Entre as muitas causas possíveis estão:

(a) perturbações na circulação, por espasmo dos vasos, oclusão dos vasos ou hemorragia;

(b) problemas metabólicos, seja por alteração na função da tireóide e perturbações da tolerância ao açúcar, seja por excesso de açúcar no sangue (diabetes) ou por falta (hipoglicemia);

(c) alergia, em que o processo alérgico se dá no ouvido, geralmente devido a alimentos e a causas inalatórias;

(d) infecções do ouvido médio e interno, e infecções em área neurológica, portanto, em otites, labirintites, meningites, etc.;

(e) traumas cranianos com lesão do ouvido interno ou seus vasos sanguíneos;

(f) tumores – um tumor não-canceroso que se desenvolva no nervo do equilíbrio, na porção mais profunda do ouvido, pode resultar em complicações graves;

(g) drogas tóxicas para o ouvido, como a gentamicina, estreptomicina, kanamicina, etc.;

(h) aumento da pressão (excesso) de líquidos que estão dentro do ouvido ( endolinfa), o que caracteriza a enfermidade de Ménière.

Como se investiga uma tontura?

Através dos exames otorrinolaringológicos, da audição, neurológicos, do labirinto (eletronistagmografia). Também são feitos Raios-X dos ouvidos e vários exames de sangue. Às vezes, também com um exame oftalmológico.

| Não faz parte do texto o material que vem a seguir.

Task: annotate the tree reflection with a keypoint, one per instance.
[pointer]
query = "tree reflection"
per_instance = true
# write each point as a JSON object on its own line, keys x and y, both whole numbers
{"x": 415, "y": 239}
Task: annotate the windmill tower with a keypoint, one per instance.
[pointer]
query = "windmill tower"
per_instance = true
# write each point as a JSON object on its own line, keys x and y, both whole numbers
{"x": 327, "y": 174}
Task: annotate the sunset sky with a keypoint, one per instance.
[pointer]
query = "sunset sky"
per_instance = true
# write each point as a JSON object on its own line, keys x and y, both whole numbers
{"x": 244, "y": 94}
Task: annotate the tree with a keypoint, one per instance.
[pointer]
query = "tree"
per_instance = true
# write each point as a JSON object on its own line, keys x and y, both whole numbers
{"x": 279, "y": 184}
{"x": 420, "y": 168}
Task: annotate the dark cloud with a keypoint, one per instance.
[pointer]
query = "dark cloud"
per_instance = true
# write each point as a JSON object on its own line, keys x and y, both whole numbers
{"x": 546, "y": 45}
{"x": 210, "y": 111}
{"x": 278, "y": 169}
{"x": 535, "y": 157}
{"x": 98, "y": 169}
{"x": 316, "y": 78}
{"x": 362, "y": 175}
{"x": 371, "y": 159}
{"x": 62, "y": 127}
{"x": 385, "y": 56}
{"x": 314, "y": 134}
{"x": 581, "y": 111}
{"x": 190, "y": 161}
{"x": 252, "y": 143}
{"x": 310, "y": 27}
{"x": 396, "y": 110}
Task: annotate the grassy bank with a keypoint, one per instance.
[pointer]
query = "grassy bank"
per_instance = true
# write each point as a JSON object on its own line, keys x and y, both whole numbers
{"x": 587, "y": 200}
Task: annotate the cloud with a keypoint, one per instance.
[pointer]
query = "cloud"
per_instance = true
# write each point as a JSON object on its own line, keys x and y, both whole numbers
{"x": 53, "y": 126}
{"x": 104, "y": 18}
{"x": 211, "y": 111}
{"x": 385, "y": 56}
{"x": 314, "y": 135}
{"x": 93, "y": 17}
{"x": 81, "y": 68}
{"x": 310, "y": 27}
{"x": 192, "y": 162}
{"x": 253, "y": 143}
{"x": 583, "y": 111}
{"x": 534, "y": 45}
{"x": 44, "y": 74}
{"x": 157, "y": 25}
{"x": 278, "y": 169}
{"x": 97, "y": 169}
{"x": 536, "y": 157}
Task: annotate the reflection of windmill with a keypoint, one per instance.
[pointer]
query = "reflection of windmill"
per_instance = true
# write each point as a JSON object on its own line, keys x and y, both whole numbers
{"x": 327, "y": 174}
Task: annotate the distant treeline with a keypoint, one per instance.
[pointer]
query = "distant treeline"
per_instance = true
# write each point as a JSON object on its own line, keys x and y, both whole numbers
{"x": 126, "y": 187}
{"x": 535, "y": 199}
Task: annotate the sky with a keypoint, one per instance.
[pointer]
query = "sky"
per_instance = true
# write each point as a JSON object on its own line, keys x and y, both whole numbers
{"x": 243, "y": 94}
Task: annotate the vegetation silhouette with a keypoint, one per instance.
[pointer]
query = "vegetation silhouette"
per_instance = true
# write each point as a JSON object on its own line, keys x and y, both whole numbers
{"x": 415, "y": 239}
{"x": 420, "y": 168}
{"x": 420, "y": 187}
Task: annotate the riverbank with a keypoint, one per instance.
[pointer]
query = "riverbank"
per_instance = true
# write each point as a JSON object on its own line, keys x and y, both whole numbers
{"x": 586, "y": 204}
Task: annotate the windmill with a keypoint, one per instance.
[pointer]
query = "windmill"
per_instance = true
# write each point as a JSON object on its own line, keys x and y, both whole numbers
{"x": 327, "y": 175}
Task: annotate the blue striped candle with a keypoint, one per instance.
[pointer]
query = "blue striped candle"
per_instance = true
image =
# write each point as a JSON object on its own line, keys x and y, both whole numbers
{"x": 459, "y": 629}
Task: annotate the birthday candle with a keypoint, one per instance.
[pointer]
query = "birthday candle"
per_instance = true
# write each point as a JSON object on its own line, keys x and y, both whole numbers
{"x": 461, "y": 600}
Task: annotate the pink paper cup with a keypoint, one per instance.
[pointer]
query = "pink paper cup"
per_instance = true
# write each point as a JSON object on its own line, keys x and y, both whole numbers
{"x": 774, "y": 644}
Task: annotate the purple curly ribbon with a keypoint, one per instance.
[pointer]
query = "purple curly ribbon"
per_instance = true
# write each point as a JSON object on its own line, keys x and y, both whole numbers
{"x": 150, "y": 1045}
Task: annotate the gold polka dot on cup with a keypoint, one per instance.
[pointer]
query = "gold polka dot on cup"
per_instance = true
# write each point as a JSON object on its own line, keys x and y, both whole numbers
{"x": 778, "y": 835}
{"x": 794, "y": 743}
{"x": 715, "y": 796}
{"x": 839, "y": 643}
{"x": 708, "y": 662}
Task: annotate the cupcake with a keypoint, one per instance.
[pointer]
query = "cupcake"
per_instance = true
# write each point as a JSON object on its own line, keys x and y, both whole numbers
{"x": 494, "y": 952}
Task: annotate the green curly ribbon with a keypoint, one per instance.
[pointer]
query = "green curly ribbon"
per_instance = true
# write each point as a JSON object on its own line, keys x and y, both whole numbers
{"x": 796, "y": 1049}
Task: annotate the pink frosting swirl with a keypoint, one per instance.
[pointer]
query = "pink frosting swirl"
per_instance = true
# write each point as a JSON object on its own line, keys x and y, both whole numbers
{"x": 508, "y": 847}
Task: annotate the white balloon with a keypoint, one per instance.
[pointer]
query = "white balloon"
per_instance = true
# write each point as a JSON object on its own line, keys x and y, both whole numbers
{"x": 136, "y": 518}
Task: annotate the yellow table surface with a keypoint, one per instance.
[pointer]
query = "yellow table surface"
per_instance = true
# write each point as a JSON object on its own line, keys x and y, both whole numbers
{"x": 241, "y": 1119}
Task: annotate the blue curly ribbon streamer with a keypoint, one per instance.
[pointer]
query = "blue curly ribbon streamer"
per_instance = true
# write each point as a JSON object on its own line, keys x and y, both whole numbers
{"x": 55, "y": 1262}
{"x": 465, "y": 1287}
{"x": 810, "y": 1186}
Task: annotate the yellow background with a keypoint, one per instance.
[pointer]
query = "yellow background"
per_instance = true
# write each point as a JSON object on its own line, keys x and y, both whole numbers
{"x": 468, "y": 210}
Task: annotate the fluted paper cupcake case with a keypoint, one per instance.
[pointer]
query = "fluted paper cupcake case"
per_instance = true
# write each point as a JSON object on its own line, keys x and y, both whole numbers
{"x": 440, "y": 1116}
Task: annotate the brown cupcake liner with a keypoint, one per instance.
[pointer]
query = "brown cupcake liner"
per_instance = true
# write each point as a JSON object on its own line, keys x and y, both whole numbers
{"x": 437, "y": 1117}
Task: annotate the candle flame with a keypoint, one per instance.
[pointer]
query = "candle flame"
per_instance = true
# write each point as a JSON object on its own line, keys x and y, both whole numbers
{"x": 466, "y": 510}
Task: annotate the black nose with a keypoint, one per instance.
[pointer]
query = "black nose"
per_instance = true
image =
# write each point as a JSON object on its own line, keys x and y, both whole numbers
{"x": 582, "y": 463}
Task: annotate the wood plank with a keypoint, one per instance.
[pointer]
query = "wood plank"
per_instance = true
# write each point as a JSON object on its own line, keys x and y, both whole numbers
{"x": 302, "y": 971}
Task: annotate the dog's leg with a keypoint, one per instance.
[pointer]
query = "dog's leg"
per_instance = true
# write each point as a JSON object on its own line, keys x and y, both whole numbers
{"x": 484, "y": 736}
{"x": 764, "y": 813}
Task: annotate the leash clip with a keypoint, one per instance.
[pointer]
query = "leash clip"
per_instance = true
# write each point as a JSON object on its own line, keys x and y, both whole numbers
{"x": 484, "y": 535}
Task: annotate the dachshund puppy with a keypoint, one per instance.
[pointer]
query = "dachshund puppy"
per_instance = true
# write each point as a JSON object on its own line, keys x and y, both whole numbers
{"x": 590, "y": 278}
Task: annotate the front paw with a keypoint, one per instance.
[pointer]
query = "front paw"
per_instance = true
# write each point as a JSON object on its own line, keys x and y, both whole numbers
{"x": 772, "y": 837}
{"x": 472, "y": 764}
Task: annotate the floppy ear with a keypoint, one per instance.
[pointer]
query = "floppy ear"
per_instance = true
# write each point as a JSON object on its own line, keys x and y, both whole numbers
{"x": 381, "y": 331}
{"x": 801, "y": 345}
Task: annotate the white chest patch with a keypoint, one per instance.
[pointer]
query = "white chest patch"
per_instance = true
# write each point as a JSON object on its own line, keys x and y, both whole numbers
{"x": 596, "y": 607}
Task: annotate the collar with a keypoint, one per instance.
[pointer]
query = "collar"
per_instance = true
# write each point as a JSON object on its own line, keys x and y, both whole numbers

Em que consiste o tratamento da tontura?

Ao contrário do que se fala às vezes, de que tontura não tem cura ou de que “labirintite” não tem cura, isso não é real. Há tratamento, e inclusive, registros de excelentes resultados. Apenas temos que conhecer a verdadeira causa, e não, somente tratar o sintoma desconhecendo a verdadeira origem do processo. O tratamento pode ser medicamentoso ou cirúrgico. O primeiro baseia-se no uso de certas drogas vasodilatadoras, inibidoras da tontura e, ao mesmo tempo, no abandono de drogas que determinam constrição dos vasos, como café, fumo, etc. Deve-se também evitar o estresse, a ansiedade e a fadiga excessiva. Outras medidas consistem em tratar com antibióticos ou cirurgia dos focos de infecção, corrigir os distúrbios da tireóide e o distúrbio do consumo de glicose com drogas e dietas. E, ainda: exercícios de compensação labiríntica e drogas depressoras dos sintomas, em casos de traumatismo craniano; cirurgia dos tumores; uso de remédios específicos ou cirurgia para reduzir o excesso de endolinfa na enfermidade de Ménière.

As pessoas que tem distúrbio do labirinto devem evitar atividades de risco, principalmente natação ou a condução de automóveis, enquanto seu quadro não estiver totalmente corrigido.

Atenção: Todas as informações contidas neste site possuem caráter informativo, não substituindo, em hipótese alguma, as orientações de seu médico.